Timestamps are AI-generated estimates based on transcript content. Verify against the final edited audio before publishing.


  • 00:00 Introduction

  • 02:23 Scientific origin - the high school chemistry teacher who made synthesis feel real

  • 04:44 A father's death at 39 from hypertension and the path toward receptor pharmacology

  • 08:18 Cold-calling Bob Lefkowitz - landing the postdoc that changed the trajectory

  • 12:06 The meaning of unexpected data and what it signals about discovery

  • 14:49 Arriving at Duke during the GPCR molecular biology revolution

  • 17:50 Question-driven research - why Bouvier has never had a favorite receptor

  • 20:03 The origin of BRET - dimerization controversy, marine bioluminescence, and a reviewer's demand

  • 25:51 Building G-protein biosensors and the team that made it happen

  • 27:57 From living-cell tools to drug discovery - baculovirus expression, inverse agonism, and biased agonism

  • 34:15 Discovering pharmacological chaperones for V2 vasopressin receptor mutations

  • 40:19 Advice for junior scientists and the rewards of discovery

  • 43:41 Closing reflections



SELECTED QUOTES


"When you get a data that you did not expect and you rule out the possibility this is an artifact, well, now you have something. Now you have a real discovery, but you have to be smart enough to understand what it means and act accordingly."
"We are not smart enough yet to understand exactly what it means, but let's work on it."
"You're the first one seeing that. You're the first one understanding a little bit more how things work. And life is a lot about that."
"The pharmacologists were ready to burn me for heresy, the chemists were saying, what's new, Pussycat? That's allosteric regulation."


About Dr. Michel Bouvier

Michel Bouvier is a professor of Biochemistry and Molecular Medicine and the CEO of the Institute for Research in Immunology and Cancer (IRIC) at the Université de Montréal.

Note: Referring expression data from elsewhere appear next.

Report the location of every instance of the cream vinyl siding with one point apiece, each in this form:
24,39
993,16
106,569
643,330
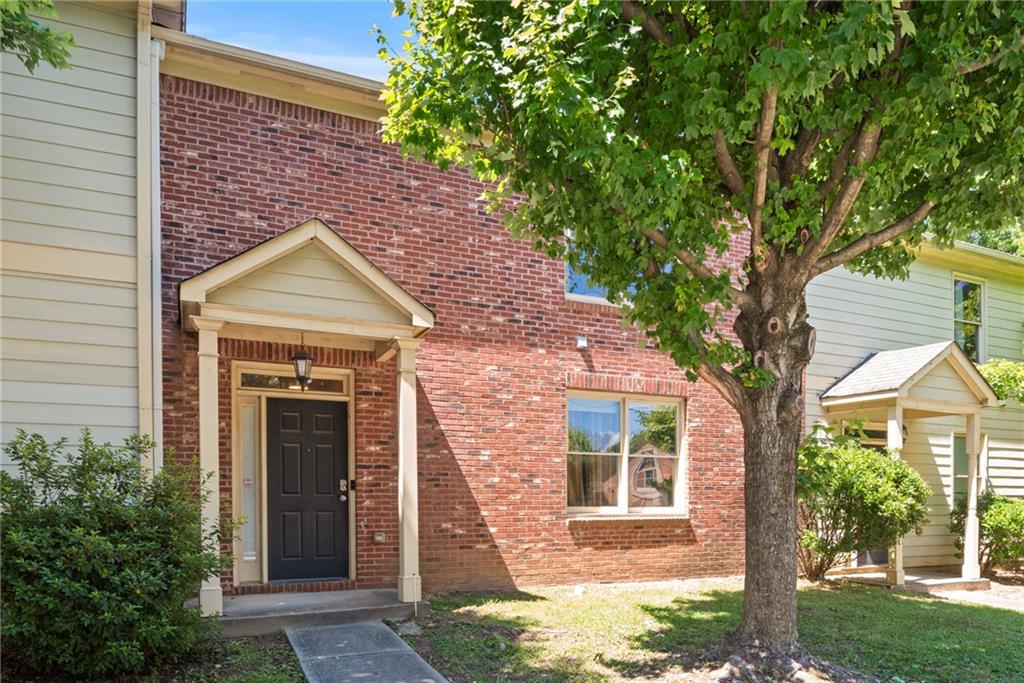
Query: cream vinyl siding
308,282
856,315
68,165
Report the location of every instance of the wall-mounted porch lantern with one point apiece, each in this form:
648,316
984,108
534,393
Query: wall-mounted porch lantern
303,365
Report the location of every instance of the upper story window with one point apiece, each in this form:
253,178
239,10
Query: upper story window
968,321
624,455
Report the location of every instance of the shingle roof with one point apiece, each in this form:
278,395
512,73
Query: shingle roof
887,371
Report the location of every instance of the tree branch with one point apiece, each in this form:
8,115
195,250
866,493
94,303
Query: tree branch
865,242
762,146
866,148
840,165
653,28
987,61
723,160
797,162
684,24
723,381
691,263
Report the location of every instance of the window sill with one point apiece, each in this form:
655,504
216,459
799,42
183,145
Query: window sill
587,517
588,298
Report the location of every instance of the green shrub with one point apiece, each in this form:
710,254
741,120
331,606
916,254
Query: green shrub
98,558
1007,378
1000,529
853,498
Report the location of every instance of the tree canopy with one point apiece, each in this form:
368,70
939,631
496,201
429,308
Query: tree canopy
705,161
23,35
640,139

Following his Ph.D. in Neurological Sciences at the same university in 1985, he completed a post-doctoral fellow at Duke University in the laboratory of Robert Lefkowitz. In 1989, he returned to Montréal as a professor of biochemistry and a scholar of the Medical Research Council of Canada at the Faculty of Medicine of the Université de Montréal.

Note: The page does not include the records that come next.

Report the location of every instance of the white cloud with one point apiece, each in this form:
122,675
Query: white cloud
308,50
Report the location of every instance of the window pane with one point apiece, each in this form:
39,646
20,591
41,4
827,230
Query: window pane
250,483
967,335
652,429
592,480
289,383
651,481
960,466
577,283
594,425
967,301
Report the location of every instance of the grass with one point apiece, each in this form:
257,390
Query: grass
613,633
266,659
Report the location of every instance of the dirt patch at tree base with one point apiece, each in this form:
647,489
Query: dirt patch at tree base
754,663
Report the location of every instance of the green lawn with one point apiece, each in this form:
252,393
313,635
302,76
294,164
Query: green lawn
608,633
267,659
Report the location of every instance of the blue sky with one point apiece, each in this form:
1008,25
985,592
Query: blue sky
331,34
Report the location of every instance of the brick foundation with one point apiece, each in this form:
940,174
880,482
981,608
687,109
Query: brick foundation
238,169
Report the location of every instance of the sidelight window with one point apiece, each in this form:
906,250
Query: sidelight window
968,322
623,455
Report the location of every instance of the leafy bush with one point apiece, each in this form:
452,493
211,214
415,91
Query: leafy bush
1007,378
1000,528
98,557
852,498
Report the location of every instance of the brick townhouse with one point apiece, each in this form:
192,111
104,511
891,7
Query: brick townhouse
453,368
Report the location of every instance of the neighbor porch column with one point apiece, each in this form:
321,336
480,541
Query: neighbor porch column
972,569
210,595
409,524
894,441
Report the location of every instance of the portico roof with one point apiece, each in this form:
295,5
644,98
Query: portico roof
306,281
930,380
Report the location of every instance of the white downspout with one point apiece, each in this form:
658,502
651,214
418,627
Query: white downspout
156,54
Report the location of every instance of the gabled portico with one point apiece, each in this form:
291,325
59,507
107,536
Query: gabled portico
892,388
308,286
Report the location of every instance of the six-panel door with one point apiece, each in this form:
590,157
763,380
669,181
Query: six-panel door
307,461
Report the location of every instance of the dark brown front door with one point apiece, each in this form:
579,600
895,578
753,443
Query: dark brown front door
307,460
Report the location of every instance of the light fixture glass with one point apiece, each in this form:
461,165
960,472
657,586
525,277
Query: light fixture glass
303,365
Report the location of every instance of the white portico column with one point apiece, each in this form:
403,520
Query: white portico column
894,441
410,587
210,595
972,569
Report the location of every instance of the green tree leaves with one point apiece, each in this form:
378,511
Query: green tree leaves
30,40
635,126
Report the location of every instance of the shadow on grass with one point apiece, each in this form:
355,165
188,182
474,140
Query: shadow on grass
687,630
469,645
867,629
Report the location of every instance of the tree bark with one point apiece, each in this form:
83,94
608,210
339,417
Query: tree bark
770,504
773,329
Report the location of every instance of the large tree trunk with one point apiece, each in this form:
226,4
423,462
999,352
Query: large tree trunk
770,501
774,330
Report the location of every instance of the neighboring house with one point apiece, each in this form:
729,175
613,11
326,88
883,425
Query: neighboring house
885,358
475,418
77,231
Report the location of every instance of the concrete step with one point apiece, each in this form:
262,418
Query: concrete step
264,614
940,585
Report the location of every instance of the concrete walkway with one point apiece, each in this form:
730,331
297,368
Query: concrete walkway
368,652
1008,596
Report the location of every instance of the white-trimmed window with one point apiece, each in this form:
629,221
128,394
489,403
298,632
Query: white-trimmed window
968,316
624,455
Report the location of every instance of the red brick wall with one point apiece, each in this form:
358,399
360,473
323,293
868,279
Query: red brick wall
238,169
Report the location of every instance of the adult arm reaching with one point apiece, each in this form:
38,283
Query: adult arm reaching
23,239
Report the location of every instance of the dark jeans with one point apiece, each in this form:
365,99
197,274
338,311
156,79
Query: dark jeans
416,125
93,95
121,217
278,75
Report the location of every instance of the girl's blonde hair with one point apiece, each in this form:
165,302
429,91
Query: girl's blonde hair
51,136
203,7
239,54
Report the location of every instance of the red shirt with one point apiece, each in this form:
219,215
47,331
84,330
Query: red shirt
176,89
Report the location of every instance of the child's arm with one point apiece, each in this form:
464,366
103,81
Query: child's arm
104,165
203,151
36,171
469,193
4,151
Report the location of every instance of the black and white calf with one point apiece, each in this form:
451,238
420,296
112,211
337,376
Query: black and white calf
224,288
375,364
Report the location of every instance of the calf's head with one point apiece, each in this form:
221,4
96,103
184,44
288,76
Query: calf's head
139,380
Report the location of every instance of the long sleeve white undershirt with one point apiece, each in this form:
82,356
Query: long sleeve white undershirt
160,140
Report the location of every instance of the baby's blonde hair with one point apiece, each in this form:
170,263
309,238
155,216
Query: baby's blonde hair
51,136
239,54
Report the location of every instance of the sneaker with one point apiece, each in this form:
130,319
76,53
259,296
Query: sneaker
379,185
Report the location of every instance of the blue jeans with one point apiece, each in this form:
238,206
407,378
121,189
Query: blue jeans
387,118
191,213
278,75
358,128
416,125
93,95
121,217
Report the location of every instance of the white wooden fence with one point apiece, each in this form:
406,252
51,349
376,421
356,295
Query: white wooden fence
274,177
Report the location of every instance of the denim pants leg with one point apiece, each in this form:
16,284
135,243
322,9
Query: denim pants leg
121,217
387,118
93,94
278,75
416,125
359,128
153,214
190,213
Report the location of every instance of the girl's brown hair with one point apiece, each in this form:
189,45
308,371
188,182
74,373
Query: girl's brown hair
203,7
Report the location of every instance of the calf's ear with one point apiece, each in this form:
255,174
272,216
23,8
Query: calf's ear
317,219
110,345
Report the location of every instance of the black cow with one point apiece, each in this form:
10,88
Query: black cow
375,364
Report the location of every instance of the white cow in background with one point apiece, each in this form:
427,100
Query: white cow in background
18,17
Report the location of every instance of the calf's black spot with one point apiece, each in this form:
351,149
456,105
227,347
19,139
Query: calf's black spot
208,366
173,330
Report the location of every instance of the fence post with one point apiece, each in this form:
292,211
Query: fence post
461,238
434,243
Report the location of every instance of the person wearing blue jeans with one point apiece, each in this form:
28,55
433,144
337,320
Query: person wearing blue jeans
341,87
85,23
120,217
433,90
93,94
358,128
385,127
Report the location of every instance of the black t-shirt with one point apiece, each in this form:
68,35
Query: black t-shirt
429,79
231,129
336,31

Since 2001, he holds the Canada Research Chair in Signal Transduction and Molecular Pharmacology. Dr. Bouvier is the author of 300 scientific papers and 15 patents and delivered close to 500 invited conferences. He is a world-renowned expert in the field of cell signaling and GPCRs and made seminal contributions to our understanding of this major class of drug targets. In addition to paradigm shifts including inverse agonism, biased signaling, and pharmacological chaperones, his work on bioluminescence resonance energy transfer (BRET) resulted in the development of screening assays that are now widely used for drug discovery.


His work received more than 30,000 citations yielding an h-index of 95. He has supervised the research work of 75 graduate students and 40 post-doctoral fellows. Michel’s scientific contributions were recognized by the attribution of many awards and distinctions including his election as a fellow of the Royal Society of Canada (2014), the Julie Axelrod award from the American Society of Pharmacology and Exerimental Therapeutics (2017), the Wilder Penfield award from the Quebec Government (2017), the innovation award of ADRIQ (2019) and the 2021 Killam prize form the Canada Council for the Arts.

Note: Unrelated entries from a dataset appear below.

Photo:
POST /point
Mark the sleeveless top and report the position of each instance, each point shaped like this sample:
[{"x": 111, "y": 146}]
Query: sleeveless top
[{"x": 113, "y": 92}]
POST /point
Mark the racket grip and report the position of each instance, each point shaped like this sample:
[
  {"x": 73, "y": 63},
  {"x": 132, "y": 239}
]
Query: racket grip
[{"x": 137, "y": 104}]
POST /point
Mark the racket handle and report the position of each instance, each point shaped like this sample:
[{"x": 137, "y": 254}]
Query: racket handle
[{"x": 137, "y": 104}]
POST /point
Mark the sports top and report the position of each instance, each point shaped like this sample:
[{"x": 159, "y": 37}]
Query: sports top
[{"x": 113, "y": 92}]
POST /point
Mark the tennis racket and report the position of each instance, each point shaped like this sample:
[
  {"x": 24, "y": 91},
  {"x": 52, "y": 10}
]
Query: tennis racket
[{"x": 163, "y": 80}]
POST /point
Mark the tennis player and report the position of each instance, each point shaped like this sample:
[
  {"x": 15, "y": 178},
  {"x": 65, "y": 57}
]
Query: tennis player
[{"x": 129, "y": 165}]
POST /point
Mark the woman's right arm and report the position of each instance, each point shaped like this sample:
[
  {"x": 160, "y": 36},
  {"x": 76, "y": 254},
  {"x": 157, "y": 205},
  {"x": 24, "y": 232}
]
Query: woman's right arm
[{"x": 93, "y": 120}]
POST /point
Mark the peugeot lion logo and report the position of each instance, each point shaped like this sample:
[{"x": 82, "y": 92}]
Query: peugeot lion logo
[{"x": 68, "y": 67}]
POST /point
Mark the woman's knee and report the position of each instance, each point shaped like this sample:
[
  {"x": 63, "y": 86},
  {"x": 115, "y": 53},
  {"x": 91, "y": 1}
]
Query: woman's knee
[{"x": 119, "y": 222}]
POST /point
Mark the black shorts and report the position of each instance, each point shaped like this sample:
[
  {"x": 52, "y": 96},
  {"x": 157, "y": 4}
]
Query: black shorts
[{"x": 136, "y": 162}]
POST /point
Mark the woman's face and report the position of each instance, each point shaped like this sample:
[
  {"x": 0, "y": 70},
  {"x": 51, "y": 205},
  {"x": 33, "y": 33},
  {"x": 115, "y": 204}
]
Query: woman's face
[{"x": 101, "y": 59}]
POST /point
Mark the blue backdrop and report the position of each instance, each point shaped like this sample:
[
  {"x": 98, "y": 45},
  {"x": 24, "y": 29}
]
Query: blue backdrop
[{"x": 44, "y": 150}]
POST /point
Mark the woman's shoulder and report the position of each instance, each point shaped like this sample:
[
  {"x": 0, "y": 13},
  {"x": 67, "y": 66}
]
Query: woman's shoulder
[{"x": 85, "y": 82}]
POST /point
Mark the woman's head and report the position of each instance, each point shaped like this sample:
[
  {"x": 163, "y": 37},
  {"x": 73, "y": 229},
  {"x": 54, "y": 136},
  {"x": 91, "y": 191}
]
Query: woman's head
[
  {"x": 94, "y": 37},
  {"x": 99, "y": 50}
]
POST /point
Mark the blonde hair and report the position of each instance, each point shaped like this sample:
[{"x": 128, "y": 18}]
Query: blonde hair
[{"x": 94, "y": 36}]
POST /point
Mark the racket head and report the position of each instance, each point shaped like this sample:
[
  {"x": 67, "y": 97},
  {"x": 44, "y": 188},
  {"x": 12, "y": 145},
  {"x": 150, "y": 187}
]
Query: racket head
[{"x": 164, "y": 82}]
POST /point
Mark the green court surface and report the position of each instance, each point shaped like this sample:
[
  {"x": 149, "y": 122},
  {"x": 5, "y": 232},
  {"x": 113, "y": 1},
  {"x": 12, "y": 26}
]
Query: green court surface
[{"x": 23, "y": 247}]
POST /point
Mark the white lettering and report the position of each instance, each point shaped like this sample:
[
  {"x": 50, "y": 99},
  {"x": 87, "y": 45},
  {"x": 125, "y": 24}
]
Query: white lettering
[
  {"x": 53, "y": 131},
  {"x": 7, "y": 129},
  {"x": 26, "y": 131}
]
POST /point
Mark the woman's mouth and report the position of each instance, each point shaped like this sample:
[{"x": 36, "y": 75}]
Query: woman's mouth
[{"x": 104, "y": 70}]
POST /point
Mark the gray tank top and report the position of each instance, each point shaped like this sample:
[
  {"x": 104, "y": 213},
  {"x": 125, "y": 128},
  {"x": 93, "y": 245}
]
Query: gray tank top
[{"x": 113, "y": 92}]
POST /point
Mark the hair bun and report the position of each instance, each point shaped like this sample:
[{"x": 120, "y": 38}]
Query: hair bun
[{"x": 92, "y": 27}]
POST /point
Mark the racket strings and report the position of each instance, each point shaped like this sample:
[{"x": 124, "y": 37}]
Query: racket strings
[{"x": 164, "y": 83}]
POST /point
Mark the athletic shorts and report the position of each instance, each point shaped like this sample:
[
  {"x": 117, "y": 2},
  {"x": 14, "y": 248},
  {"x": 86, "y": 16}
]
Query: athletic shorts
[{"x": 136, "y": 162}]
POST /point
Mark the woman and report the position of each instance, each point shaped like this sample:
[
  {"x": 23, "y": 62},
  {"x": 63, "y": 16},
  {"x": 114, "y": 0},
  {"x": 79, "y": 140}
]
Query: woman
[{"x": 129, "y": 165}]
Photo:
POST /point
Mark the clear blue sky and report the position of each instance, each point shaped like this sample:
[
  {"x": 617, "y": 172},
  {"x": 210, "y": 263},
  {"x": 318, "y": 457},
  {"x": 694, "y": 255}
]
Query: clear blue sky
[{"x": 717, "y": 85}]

As some of you may know, Michel was one of my professors at the Universite de Montreal. He was also the head of both my Master’s and Ph.D. thesis committees. I was and am still impressed by Dr. Bouvier’s ability to ask highly relevant questions during meetings. In this episode, you will hear us talk about it.


I spent some time working in Michel’s lab with some of his postdocs and although I was never officially a member of the lab, I am humbled to have been able to work with him and his team and use the tools developed in his lab to better understand GPCR structure/function relationships.